На звуки этой песни со всех концов стали стекаться люди всех цветов, окружая Нэнси, Финни и последовавшую их примеру Дэни. Они повернулись лицом к престолу, на котором Плотник с большим вниманием прислушивался к их голосам. Все происходило точно так же, как на земле, но только теперь звук голосов больше не поглощали мокрые одеяла и чаши с водой. Теперь они наполняли самые дальние концы небес, пропитывая собой материю страны Эль-Иона. Песни были молекулами небес. Сидящий на престоле улыбался от удовольствия точно так же, как Он делал, когда слышал песни, спетые в чаши с водой и в одеяла, много лет назад в другом мире.

— Кларенс? Это Уинстон. Зайди в мой кабинет.

Работа с Уинстоном над двумя заметками в неделю была для Кларенса настоящим испытанием. Хотя Джейк предупреждал о том, насколько нудным может быть Уинстон, Кларенс это предупреждение недооценил. Морщинистое лицо Уинстона выглядело так, будто его слишком долго продержали в сушилке.

— Садись.

Кларенс сел.

— За свои тридцать лет в «Трибьюн» я видел массу перемен, — сказал Уинстон.

— И бьюсь об заклад, ты был против каждой из них, — ответил Кларенс.

Уинстон поднял брови.

— На самом деле я был против большинства из них, и имел на то причины. Как бы там ни было, я все еще не понимаю, почему тебе разрешили заниматься двумя общими заметками и одной спортивной. Это выглядит противоестественно. Как можно одновременно ловить рыбу и насаживать наживку?

— Я согласен заниматься только общими заметками. Но я принимаю твое мнение или мнение Джесса, или Райлона.

— Я слышал разговоры, что они могут опять вернуть тебя на спортивные репортажи, — сказал Уинстон.

30


— Почему?

— Ты самый популярный репортер из всех, кто когда-либо у нас был.

— И кое-кому не нравятся мои общие заметки.
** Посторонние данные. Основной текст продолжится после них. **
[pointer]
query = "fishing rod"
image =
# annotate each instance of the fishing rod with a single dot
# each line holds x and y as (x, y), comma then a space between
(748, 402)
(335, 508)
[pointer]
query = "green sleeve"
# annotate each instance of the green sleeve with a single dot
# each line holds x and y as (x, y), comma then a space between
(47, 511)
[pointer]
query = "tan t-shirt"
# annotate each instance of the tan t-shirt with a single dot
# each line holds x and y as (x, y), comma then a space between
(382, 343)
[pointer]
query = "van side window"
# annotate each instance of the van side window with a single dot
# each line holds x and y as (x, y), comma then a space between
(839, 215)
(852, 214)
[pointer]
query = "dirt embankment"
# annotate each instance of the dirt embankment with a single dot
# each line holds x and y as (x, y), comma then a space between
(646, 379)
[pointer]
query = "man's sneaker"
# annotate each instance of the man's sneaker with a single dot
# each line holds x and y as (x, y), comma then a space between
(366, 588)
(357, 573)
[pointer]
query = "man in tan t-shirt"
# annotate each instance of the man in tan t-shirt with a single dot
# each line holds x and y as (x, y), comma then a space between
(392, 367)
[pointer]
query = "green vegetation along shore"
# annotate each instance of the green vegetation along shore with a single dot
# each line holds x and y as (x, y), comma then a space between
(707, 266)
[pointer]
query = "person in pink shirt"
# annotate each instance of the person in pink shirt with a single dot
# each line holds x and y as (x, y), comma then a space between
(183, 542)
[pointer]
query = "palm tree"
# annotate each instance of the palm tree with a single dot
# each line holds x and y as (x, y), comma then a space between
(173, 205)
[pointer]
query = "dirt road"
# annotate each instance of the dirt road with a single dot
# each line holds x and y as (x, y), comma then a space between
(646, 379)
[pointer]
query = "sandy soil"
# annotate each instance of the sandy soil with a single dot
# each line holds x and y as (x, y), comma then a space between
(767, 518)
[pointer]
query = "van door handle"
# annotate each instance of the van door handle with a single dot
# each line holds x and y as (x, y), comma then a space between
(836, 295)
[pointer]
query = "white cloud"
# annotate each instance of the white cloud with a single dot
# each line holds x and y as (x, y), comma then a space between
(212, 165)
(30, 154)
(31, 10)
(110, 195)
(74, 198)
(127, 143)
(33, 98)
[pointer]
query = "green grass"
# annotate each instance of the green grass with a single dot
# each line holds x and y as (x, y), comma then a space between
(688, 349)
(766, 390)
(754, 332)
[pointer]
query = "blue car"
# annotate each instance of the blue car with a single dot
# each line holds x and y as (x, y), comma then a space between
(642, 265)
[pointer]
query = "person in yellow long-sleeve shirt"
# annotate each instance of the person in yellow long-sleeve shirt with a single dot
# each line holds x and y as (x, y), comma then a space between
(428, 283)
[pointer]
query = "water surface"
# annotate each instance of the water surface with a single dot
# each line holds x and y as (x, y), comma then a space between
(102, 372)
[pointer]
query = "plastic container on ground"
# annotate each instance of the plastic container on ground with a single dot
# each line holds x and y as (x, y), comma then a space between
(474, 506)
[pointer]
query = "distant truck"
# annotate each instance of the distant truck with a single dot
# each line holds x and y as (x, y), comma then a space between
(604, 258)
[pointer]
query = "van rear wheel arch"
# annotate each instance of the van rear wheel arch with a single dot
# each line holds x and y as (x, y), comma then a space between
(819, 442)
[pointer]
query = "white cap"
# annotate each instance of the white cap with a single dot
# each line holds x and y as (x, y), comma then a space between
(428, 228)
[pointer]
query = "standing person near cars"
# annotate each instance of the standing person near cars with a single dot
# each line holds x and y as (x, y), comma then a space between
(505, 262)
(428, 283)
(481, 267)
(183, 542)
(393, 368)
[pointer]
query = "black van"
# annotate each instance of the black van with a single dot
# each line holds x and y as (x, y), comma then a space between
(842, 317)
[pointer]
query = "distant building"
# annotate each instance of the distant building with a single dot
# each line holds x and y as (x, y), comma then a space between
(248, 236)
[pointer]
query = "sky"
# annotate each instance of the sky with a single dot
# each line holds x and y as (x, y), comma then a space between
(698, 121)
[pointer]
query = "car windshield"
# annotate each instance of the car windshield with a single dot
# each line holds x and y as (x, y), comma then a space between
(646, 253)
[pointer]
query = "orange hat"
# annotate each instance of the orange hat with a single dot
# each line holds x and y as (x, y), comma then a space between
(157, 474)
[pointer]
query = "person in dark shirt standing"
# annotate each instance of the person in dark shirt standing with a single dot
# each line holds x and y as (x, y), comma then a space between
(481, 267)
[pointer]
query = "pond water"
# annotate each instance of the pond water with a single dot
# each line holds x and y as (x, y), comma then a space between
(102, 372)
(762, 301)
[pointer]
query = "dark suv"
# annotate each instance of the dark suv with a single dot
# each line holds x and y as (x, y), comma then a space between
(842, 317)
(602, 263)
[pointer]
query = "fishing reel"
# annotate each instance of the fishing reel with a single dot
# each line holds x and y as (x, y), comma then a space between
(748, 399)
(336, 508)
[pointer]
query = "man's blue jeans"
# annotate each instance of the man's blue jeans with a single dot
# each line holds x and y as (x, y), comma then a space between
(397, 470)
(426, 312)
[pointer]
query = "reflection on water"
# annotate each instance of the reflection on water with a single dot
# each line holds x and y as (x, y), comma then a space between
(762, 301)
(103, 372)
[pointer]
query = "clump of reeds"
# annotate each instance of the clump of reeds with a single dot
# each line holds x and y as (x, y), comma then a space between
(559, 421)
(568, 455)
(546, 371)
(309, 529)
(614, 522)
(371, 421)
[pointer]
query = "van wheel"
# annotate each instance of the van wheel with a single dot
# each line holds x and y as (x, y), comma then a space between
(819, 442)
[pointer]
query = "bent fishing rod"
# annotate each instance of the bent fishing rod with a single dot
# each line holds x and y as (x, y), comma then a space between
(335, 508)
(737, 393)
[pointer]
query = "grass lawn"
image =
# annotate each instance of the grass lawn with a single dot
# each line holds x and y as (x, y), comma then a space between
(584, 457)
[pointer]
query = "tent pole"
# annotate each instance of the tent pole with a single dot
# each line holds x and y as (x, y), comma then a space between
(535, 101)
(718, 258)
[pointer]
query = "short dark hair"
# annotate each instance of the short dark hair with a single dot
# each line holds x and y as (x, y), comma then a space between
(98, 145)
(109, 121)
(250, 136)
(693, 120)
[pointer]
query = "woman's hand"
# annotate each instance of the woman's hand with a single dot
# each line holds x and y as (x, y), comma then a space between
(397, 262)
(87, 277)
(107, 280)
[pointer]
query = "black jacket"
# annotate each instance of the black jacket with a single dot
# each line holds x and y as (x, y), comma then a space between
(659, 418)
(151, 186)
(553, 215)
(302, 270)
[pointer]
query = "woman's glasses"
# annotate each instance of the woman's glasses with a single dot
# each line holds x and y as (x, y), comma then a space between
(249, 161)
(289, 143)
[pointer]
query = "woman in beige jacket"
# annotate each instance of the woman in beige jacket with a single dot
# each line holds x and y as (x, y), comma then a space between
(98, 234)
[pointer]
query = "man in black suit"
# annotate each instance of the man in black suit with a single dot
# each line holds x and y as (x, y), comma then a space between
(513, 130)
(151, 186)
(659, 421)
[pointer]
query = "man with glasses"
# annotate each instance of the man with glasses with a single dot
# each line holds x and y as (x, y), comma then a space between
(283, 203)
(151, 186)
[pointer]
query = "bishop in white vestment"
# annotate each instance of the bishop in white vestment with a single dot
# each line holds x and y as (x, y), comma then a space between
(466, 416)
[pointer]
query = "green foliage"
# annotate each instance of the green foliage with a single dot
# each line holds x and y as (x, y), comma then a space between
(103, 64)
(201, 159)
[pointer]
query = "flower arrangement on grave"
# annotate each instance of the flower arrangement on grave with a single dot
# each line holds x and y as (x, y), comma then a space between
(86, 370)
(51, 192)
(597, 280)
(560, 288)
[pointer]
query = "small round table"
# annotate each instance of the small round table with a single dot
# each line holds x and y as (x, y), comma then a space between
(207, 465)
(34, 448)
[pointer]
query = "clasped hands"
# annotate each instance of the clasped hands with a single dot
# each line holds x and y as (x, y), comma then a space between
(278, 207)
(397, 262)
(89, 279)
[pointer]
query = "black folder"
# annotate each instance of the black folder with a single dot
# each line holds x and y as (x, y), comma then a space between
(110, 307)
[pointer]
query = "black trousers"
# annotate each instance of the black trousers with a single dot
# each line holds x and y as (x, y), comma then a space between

Я прав?

— Да, это так. Не буду отрицать. Но если бы они нравились всем, то было бы что-то неправильно. Я сейчас говорю с тобой не как официальное лицо. Бог знает, что я не имею никакой власти в этой газете. Я всего лишь редактор, — интонация Уинстона очень напоминала ослика Иа — меланхоличного друга Винни-Пуха.

— Может, мне стоит поговорить с Джессом?

— Тебе решать. На твоем месте я бы сосредоточился на общих заметках. Просто делай их достаточно хорошо, продолжай завоевывать преданных читателей, и тебя не посмеют выбросить обратно в спортивную рубрику.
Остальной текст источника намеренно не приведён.